TriArtisan would control 64% of the company's shares, with Hostmore holding the rest.
Twin turnarounds
After years of sales declines, Fridays’ U.S.-based arm has been working to revitalize itself as the casual-dining trend-setter it once was. It has refreshed its menu and bar program with trendy items like sushi and hard seltzer and is leaning into delivery and takeout.
But it also closed nearly 60 U.S. locations last year—a full fifth of the system—and domestic sales shrunk by 18%, according to Technomic data.
Hostmore, meanwhile, has also been dealing with sales and traffic problems, which it has blamed on softening demand for casual dining. Its revenue in the second half of last year was flat year over year, according to a securities filing, and in the first quarter of 2024, revenue was down 7%. Its stock price has fallen by about 20% year to date.
The franchisee’s focus has been on reducing costs and paying down debt. It has also worked to improve the customer experience—an effort it says has begun to bear fruit. And it’s looking to drive growth with its loyalty app and email marketing.
Joining forces will give Fridays more resources to pursue those efforts. Manocha noted in a statement that the deal has a “compelling and highly complementary strategic logic to it.”
“A combined group would stand to gain from our focused efforts with the benefit of greater combined scale, efficiencies and flexibility,” he said.
More company stores
The deal would change the company’s makeup in at least one key area: the ratio of franchised to company-operated stores.
TGI Fridays currently operates 100 of its 504 total stores, or about 20%. In January, it announced that it had sold eight company-owned stores to former CEO Ray Blanchette, indicating a desire to shift even more of its domestic business to franchising.
Merging with Hostmore would take it in the opposite direction, adding another 89 company-operated stores to its ledger and increasing the share of owned stores in the portfolio to about 32%. That means TGI Fridays will be more exposed to the costs of running restaurants in a difficult environment.
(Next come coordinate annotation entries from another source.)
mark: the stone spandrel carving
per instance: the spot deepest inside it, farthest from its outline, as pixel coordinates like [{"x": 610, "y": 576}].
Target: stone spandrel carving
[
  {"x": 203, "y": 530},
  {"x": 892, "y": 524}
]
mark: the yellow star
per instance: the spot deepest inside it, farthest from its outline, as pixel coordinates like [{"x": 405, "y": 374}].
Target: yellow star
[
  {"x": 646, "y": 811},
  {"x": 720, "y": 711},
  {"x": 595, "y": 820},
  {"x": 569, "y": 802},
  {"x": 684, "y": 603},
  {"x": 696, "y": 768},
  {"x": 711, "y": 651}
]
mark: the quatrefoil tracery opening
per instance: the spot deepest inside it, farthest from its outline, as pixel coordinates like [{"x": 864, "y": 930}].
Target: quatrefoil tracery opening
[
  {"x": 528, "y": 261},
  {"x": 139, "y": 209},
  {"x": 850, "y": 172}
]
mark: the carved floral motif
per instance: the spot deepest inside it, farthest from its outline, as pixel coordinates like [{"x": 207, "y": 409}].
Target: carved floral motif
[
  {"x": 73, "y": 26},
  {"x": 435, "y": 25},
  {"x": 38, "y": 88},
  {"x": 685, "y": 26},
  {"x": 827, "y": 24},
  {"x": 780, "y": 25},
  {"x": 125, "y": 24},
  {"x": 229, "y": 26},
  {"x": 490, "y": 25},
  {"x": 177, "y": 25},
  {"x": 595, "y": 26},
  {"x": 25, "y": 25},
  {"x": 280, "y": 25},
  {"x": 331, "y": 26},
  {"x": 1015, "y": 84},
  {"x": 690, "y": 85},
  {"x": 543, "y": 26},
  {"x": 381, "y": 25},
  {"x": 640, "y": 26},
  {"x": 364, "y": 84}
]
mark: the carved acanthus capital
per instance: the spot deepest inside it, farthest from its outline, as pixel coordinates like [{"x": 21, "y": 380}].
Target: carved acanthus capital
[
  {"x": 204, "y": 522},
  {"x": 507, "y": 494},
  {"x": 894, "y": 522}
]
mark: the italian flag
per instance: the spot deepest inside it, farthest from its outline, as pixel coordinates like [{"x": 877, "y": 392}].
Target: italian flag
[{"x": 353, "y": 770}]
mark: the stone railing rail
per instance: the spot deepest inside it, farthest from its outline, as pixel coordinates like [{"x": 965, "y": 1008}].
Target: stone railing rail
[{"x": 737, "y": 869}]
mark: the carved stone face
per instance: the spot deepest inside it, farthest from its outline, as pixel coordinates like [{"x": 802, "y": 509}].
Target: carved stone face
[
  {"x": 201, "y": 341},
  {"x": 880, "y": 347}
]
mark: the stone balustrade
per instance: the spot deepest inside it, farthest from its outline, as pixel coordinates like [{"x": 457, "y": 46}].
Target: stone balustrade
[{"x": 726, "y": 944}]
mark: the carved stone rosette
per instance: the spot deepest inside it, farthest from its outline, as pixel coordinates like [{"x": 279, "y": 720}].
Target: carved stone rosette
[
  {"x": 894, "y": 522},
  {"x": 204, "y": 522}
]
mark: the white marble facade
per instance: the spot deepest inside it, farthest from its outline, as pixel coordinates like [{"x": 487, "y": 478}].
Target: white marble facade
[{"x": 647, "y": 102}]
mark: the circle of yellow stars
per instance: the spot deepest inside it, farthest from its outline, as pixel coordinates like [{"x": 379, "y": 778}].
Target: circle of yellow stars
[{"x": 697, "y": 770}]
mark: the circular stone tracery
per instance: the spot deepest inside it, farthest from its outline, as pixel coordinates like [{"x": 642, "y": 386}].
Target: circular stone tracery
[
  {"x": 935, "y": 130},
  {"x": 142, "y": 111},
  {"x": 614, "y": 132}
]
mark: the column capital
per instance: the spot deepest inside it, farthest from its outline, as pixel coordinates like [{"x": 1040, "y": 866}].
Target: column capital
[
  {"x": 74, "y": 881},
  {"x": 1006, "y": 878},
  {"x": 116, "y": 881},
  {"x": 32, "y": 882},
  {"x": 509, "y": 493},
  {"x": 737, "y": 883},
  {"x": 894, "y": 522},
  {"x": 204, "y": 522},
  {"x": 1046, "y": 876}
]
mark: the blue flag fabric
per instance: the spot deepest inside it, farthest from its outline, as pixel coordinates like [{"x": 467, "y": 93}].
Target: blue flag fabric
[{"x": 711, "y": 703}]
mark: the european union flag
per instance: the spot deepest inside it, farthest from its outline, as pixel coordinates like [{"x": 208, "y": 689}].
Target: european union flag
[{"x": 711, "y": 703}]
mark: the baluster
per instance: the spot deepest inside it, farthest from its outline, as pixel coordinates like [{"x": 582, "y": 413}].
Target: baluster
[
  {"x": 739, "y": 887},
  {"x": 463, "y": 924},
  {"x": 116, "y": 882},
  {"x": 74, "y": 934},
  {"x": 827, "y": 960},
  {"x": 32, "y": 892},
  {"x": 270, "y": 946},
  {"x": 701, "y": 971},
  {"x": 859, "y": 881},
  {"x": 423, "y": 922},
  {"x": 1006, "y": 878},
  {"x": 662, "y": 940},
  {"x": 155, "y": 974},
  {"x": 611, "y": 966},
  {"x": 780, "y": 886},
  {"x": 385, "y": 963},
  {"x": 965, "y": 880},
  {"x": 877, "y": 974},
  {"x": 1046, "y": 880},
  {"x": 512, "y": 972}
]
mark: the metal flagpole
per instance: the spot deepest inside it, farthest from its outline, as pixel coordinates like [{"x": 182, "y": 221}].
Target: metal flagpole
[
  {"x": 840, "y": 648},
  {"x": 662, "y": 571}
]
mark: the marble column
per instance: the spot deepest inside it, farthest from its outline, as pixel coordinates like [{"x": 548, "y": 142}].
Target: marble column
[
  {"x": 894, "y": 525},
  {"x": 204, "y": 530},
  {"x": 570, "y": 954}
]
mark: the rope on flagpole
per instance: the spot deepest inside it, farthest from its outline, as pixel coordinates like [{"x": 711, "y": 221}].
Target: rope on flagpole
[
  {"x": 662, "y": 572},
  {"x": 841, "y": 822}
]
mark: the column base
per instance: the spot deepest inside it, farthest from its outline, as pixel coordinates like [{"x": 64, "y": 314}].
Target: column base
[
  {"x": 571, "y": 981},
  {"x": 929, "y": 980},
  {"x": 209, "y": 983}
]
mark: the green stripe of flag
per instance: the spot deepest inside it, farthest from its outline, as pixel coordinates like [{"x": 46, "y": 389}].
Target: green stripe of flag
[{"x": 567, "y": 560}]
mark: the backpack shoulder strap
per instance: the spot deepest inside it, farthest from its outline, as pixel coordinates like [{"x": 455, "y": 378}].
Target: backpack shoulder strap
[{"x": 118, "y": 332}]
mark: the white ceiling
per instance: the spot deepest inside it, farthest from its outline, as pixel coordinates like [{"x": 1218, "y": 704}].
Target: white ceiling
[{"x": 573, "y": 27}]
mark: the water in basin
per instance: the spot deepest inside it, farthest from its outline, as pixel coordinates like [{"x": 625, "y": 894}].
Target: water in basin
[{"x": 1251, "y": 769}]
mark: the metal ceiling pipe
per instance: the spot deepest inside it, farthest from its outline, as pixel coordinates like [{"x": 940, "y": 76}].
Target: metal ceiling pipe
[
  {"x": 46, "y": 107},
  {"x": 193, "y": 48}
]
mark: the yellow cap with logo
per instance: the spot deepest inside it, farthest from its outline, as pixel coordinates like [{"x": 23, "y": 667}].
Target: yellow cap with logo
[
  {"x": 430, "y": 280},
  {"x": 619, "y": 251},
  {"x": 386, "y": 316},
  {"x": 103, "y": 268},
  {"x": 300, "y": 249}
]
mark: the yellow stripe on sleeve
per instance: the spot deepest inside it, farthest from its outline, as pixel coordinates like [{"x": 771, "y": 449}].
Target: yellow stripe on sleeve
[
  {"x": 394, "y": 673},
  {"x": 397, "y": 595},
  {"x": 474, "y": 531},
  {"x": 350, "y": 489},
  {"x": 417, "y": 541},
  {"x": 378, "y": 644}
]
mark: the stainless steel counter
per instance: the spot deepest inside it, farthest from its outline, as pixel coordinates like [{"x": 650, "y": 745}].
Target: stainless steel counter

“You’re less insulated to fluctuations and challenges at a store level when you run company stores,” Igram said.
But those stores also generate more revenue and tend to be more profitable than franchised ones, which may send just 5% to 6% of their sales to the franchisor as a royalty.
“I think they need to keep the company stores that they have, because once they get the operations right, they can take out more free cash flow from the company stores to service their debt,” Gordon said. From there, the brand could continue franchising on top of that to fuel growth at a lower cost, he said.
While the companies did not indicate whether anything will change on the ground following a merger, franchisees should pay close attention to Fridays' strategy going forward, Igram said.
“See how it works out, what the company does and how it affects the unit economics of the franchisees,” he said. “The proof is in the pudding.”